Wellcome Trust Centre for Gene Regulation, College of Life Sciences, University of Dundee, Dundee, United Kingdom.
PLoS One. 2013 Apr 26;8(4):e62509. doi: 10.1371/journal.pone.0062509. Print 2013.
miR-132 and miR-212 are two closely related miRNAs encoded in the same intron of a small non-coding gene, which have been suggested to play roles in both immune and neuronal function. We describe here the generation and initial characterisation of a miR-132/212 double knockout mouse. These mice were viable and fertile with no overt adverse phenotype. Analysis of innate immune responses, including TLR-induced cytokine production and IFNβ induction in response to viral infection of primary fibroblasts did not reveal any phenotype in the knockouts. In contrast, the loss of miR-132 and miR-212, while not overtly affecting neuronal morphology, did affect synaptic function. In both hippocampal and neocortical slices miR-132/212 knockout reduced basal synaptic transmission, without affecting paired-pulse facilitation. Hippocampal long-term potentiation (LTP) induced by tetanic stimulation was not affected by miR-132/212 deletion, whilst theta burst LTP was enhanced. In contrast, neocortical theta burst-induced LTP was inhibited by loss of miR-132/212. Together these results indicate that miR-132 and/or miR-212 play a significant role in synaptic function, possibly by regulating the number of postsynaptic AMPA receptors under basal conditions and during activity-dependent synaptic plasticity.

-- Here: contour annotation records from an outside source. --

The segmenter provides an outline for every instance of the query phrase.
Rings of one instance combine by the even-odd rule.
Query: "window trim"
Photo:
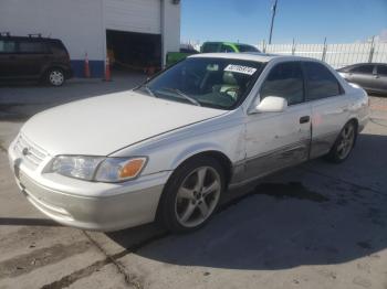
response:
[[[17,40],[12,40],[12,39],[0,39],[3,42],[13,42],[14,43],[14,51],[13,52],[1,52],[0,51],[0,55],[4,55],[4,54],[18,54],[19,51],[19,43]]]
[[[302,105],[302,104],[305,104],[306,103],[306,79],[305,79],[305,72],[303,69],[303,65],[302,65],[302,62],[299,61],[299,60],[295,60],[295,61],[284,61],[284,62],[280,62],[280,63],[276,63],[274,64],[270,71],[268,72],[266,76],[264,77],[264,79],[262,81],[262,84],[260,85],[260,88],[258,90],[258,96],[260,98],[260,101],[262,101],[262,98],[261,98],[261,90],[262,90],[262,87],[264,85],[264,83],[268,81],[269,76],[270,76],[270,73],[279,65],[282,65],[282,64],[289,64],[289,63],[296,63],[300,68],[301,68],[301,74],[302,74],[302,90],[303,90],[303,97],[302,97],[302,101],[300,103],[296,103],[296,104],[289,104],[287,103],[287,106],[296,106],[296,105]],[[287,99],[286,99],[287,100]]]
[[[377,65],[375,65],[375,67],[376,67],[375,75],[378,75],[378,76],[381,75],[383,77],[387,77],[387,74],[379,74],[379,66],[384,66],[387,69],[387,65],[385,65],[385,64],[377,64]]]
[[[24,43],[38,43],[41,44],[43,46],[43,51],[42,52],[22,52],[20,51],[20,44],[24,42]],[[20,40],[18,41],[18,45],[17,45],[17,53],[18,54],[22,54],[22,55],[42,55],[42,54],[52,54],[49,45],[46,42],[44,41],[27,41],[27,40]]]
[[[305,67],[305,63],[316,63],[318,65],[322,65],[323,67],[325,67],[328,73],[332,74],[332,76],[336,79],[336,83],[338,85],[338,95],[331,95],[331,96],[325,96],[325,97],[321,97],[321,98],[317,98],[317,99],[307,99],[307,96],[308,96],[308,79],[306,77],[306,67]],[[326,99],[326,98],[331,98],[331,97],[337,97],[337,96],[343,96],[345,95],[345,89],[343,88],[342,84],[339,83],[339,81],[337,79],[336,75],[334,73],[331,72],[331,69],[328,67],[326,67],[323,63],[320,63],[320,62],[314,62],[314,61],[302,61],[301,62],[301,66],[302,66],[302,69],[304,72],[304,82],[305,82],[305,103],[310,103],[310,101],[318,101],[318,100],[322,100],[322,99]]]
[[[373,71],[370,74],[368,73],[364,73],[364,72],[354,72],[354,69],[358,68],[358,67],[362,67],[362,66],[373,66]],[[349,74],[364,74],[364,75],[375,75],[376,73],[376,65],[375,64],[368,64],[368,63],[363,63],[363,64],[358,64],[358,65],[355,65],[354,67],[352,67],[349,71],[348,71]]]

miR-132 和 miR-212 是两个密切相关的 miRNA,它们编码在一个小非编码基因的同一个内含子中,被认为在免疫和神经元功能中都发挥作用。我们在这里描述了 miR-132/212 双敲除小鼠的产生和初步特征。这些小鼠具有活力和繁殖力,没有明显的不良表型。对先天免疫反应的分析,包括 TLR 诱导的细胞因子产生和对原代成纤维细胞病毒感染的 IFNβ诱导,在敲除鼠中没有发现任何表型。相比之下,miR-132 和 miR-212 的缺失虽然没有明显影响神经元形态,但确实影响了突触功能。在海马和新皮层切片中,miR-132/212 敲除小鼠降低了基础突触传递,而不影响成对脉冲易化。由强直刺激诱导的海马长时程增强(LTP)不受 miR-132/212 缺失的影响,而θ爆发 LTP 则增强。相反,皮质θ爆发诱导的 LTP 被 miR-132/212 的缺失抑制。这些结果表明,miR-132 和/或 miR-212 在突触功能中发挥重要作用,可能通过调节基础条件下和活动依赖性突触可塑性期间的突触后 AMPA 受体数量。